Title Riemannian stochastic variance reduced gradient on Grassmann manifold
Authors Hiroyuki Kasai, Hiroyuki Sato, Bamdev Mishra
Abstract Stochastic variance reduction algorithms have recently become popular for minimizing the average of a large, but finite, number of loss functions. In this paper, we propose a novel Riemannian extension of the Euclidean stochastic variance reduced gradient algorithm (R-SVRG) to a compact manifold search space. To this end, we show the developments on the Grassmann manifold. The key challenges of averaging, addition, and subtraction of multiple gradients are addressed with notions like logarithm mapping and parallel translation of vectors on the Grassmann manifold.

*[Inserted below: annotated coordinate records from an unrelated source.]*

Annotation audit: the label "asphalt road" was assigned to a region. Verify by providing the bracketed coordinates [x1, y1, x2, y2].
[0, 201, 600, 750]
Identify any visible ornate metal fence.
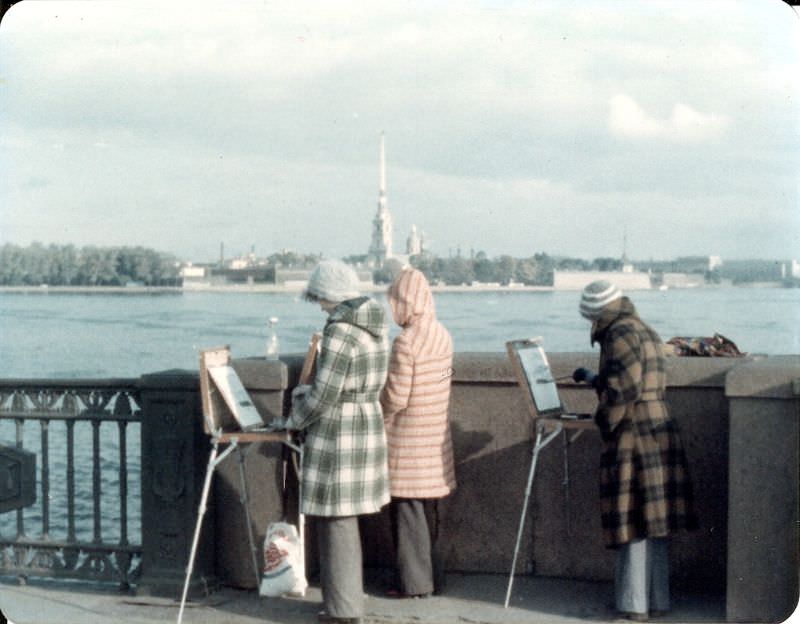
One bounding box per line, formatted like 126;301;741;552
0;379;142;588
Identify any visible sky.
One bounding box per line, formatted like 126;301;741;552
0;0;800;262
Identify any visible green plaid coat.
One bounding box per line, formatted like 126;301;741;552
592;297;697;548
288;297;390;516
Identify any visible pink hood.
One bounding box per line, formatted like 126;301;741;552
389;269;436;327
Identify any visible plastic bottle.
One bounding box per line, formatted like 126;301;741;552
267;316;280;360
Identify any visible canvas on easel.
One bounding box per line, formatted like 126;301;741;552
200;347;264;434
504;338;594;608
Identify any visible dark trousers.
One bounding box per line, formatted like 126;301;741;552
314;516;364;618
390;498;444;596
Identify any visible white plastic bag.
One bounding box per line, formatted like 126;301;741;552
258;522;308;597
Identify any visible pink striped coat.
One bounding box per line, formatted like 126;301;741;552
381;269;456;498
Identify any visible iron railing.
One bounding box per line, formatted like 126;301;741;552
0;379;142;588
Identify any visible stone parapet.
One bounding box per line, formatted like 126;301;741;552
198;353;800;621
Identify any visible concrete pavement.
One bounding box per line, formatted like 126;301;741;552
0;574;725;624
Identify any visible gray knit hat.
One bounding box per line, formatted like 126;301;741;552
303;260;359;303
580;280;622;321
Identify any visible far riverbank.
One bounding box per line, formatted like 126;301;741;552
0;282;785;295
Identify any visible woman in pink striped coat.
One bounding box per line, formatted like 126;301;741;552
381;269;456;596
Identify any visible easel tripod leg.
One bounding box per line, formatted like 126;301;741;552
237;446;261;586
503;428;542;608
178;442;218;624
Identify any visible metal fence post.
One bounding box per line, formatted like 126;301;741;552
137;370;217;598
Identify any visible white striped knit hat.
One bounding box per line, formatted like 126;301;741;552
303;260;359;303
580;280;622;321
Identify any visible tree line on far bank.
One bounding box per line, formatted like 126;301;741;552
0;243;178;286
374;251;622;286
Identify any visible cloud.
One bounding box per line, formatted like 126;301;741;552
608;94;730;143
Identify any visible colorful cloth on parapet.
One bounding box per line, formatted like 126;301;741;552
592;297;697;547
381;269;456;498
288;297;390;516
667;334;747;357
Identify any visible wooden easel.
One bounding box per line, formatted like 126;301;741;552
503;338;595;608
177;334;320;624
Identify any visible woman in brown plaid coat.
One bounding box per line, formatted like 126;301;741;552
576;280;696;621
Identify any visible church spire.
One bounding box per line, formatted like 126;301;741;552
367;132;393;267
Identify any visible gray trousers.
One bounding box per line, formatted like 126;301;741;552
390;498;444;595
314;516;364;618
614;538;669;613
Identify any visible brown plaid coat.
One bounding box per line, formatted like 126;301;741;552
592;297;697;548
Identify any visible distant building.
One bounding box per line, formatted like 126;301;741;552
367;134;393;268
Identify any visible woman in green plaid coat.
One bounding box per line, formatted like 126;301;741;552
576;280;696;621
287;260;390;622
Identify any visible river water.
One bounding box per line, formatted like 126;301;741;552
0;288;800;542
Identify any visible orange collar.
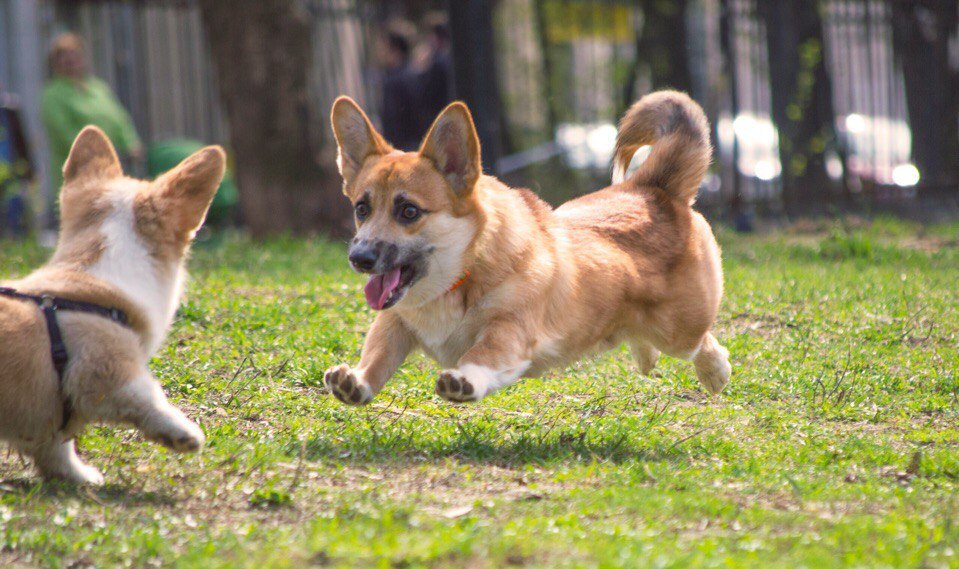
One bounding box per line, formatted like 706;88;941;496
446;269;470;292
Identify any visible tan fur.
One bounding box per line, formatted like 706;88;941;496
0;127;224;483
326;92;730;404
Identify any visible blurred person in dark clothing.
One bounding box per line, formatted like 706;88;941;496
0;86;35;237
382;21;423;150
417;12;453;134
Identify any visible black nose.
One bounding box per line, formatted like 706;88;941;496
350;247;378;271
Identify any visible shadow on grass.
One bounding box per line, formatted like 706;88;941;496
0;478;177;506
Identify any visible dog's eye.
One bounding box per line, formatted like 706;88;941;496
400;204;422;221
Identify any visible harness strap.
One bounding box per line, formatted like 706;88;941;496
0;287;130;431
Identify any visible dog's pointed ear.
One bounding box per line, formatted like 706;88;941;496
153;146;226;237
63;126;123;184
330;96;392;184
420;102;483;197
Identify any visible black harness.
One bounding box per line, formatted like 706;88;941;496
0;287;130;430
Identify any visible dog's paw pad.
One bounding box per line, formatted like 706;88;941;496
56;464;103;486
323;364;373;405
436;370;479;403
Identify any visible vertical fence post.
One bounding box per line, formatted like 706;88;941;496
448;0;502;172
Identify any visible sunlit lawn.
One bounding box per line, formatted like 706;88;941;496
0;216;959;567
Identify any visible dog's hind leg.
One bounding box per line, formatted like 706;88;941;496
692;332;732;395
80;369;206;452
25;434;103;485
629;338;659;375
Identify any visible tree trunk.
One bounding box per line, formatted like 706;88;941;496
892;0;959;190
449;0;503;172
199;0;352;237
636;0;692;93
756;0;836;215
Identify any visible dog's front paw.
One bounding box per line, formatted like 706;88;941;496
436;369;482;403
323;364;373;405
156;421;206;452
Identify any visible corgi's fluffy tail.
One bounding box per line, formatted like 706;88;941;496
613;91;712;204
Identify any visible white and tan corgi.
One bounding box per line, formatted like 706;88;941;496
0;127;225;484
324;91;731;404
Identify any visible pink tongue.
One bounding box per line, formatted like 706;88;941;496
363;267;400;310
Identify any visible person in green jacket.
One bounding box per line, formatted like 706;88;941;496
40;33;143;202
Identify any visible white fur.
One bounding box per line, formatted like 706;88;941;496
397;212;476;307
457;360;530;399
117;373;206;451
31;435;103;485
87;180;186;355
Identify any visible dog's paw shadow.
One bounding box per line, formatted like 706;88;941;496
0;478;180;506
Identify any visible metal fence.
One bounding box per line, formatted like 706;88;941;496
0;0;959;217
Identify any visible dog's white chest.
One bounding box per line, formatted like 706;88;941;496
402;302;475;367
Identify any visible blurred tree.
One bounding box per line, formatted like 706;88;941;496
199;0;353;236
892;0;959;189
756;0;836;215
636;0;692;92
620;0;692;114
449;0;503;171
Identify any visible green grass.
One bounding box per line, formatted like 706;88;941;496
0;216;959;567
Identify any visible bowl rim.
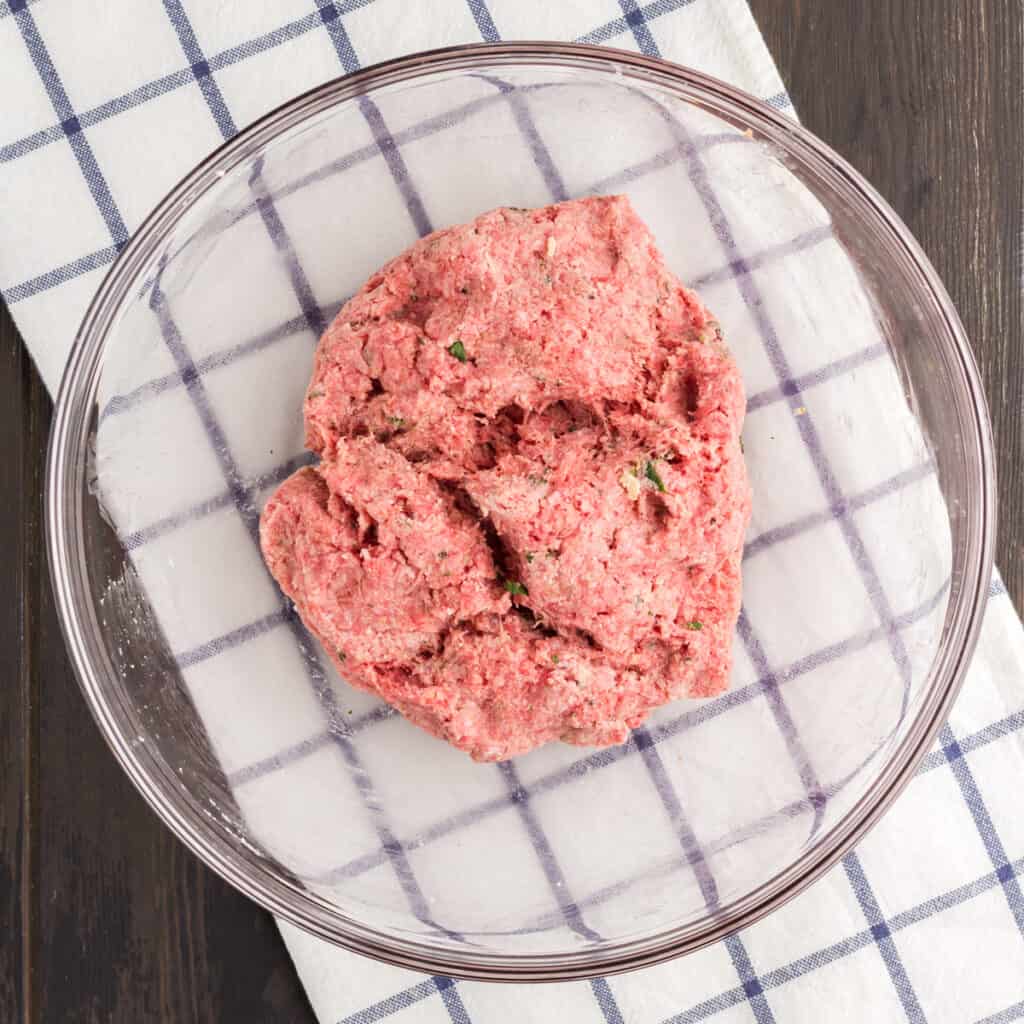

We present a global convergence analysis of the proposed algorithm with decay step-sizes and a local convergence rate analysis under fixed step-size with some natural assumptions. The proposed algorithm is applied on a number of problems on the Grassmann manifold like principal components analysis, low-rank matrix completion, and the Karcher mean computation. In all these cases, the proposed algorithm outperforms the standard Riemannian stochastic gradient descent algorithm.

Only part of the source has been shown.